Egg prices, which have been driven up by a wave of avian flu, sank 12.7 percent between December and January but are still up more than 200 percent from a year ago.
In the energy sector, wholesale gasoline prices were up 6.2 percent from December, diesel fuel 10.9 percent and natural gas for homes 12.2 percent.
“While producer prices are off their peaks, inflation is elevated and the monthly change in prices showed a move in the wrong direction last month,’’ said the chief U.S. economist at High Frequency Economics, Rubeela Farooqi.
“These data will keep the Fed on track to raise interest rates further, to a sufficiently restrictive stance, in order to get inflation back toward” the central bank’s 2 percent inflation target, she said.
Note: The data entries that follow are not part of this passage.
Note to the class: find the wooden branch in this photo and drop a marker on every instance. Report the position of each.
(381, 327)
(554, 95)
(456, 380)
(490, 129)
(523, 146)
This week, the government reported that consumer inflation cooled for a seventh straight month compared with a year earlier.
The report also showed that inflationary pressures underlying the economy were likely to keep prices elevated well into this year. The year-over-year consumer inflation figure for January, 6.4 percent, remains well above the Fed’s 2 percent annual target.
Since March of last year, the Fed has raised its benchmark interest rate eight times in hopes of slowing the economy enough to conquer high inflation.
Inflation has eased since hitting a four-decade high in mid-2022. The rate hikes have had the broader economic effect of raising the costs of mortgages and auto loans as well as credit card interest rates.
Despite higher borrowing costs, the American job market has remained surprisingly strong. Employers added a sizzling 517,000 employees last month — nearly three times what forecasters had expected — and the unemployment rate fell to 3.4 percent, lowest since 1969.